All of lore.kernel.org
 help / color / mirror / Atom feed
From: Catalin Marinas <catalin.marinas@arm.com>
To: Peter Collingbourne <pcc@google.com>
Cc: kvmarm@lists.cs.columbia.edu, Marc Zyngier <maz@kernel.org>,
	kvm@vger.kernel.org, Andy Lutomirski <luto@amacapital.net>,
	linux-arm-kernel@lists.infradead.org,
	Michael Roth <michael.roth@amd.com>,
	Chao Peng <chao.p.peng@linux.intel.com>,
	Will Deacon <will@kernel.org>,
	Evgenii Stepanov <eugenis@google.com>,
	Steven Price <steven.price@arm.com>
Subject: Re: [PATCH] KVM: arm64: permit MAP_SHARED mappings with MTE enabled
Date: Fri, 24 Jun 2022 18:05:21 +0100	[thread overview]
Message-ID: <YrXu0Uzi73pUDwye@arm.com> (raw)
In-Reply-To: <20220623234944.141869-1-pcc@google.com>

+ Steven as he added the KVM and swap support for MTE.

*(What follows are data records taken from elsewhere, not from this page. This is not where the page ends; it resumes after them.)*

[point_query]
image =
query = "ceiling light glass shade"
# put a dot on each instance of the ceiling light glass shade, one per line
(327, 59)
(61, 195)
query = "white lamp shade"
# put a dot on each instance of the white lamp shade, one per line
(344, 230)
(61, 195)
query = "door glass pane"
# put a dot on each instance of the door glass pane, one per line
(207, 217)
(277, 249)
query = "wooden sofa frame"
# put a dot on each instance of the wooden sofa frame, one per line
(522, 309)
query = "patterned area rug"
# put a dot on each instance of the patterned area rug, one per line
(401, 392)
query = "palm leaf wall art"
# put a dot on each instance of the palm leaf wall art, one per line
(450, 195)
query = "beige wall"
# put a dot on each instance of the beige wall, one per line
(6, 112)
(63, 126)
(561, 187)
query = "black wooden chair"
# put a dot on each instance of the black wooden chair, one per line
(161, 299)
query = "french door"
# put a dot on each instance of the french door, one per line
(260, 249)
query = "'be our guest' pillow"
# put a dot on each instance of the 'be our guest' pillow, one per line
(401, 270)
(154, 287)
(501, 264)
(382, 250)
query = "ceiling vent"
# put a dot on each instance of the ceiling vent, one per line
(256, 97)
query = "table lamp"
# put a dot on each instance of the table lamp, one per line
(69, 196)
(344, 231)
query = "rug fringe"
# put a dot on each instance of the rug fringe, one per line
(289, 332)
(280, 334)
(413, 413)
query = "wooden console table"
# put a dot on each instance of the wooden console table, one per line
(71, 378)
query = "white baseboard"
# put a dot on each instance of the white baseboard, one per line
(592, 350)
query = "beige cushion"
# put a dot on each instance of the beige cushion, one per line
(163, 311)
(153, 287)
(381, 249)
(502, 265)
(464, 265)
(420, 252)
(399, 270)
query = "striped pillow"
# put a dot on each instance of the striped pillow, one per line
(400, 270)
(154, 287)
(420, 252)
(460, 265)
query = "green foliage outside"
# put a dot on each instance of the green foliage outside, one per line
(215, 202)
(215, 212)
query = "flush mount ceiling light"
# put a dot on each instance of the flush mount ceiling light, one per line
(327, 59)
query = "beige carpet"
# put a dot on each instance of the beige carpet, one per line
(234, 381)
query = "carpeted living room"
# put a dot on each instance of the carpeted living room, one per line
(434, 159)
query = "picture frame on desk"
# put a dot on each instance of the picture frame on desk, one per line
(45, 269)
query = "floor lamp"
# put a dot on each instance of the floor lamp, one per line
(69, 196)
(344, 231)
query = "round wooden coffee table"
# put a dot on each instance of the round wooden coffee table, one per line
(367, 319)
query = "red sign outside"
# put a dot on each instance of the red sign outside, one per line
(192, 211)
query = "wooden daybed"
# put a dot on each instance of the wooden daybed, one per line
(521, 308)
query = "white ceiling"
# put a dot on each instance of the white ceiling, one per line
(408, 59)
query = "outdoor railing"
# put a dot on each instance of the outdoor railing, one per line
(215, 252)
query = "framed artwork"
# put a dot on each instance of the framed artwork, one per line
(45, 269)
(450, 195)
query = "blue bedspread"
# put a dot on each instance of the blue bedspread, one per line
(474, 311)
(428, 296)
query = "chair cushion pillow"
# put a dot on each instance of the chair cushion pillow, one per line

On Thu, Jun 23, 2022 at 04:49:44PM -0700, Peter Collingbourne wrote:
> Certain VMMs such as crosvm have features (e.g. sandboxing, pmem) that
> depend on being able to map guest memory as MAP_SHARED. The current
> restriction on sharing MAP_SHARED pages with the guest is preventing
> the use of those features with MTE. Therefore, remove this restriction.

We already have some corner cases where the PG_mte_tagged logic fails
even for MAP_PRIVATE (but page shared with CoW). Adding this on top for
KVM MAP_SHARED will potentially make things worse (or hard to reason
about; for example the VMM sets PROT_MTE as well). I'm more inclined to
get rid of PG_mte_tagged altogether, always zero (or restore) the tags
on user page allocation, copy them on write. For swap we can scan and if
all tags are 0 and just skip saving them.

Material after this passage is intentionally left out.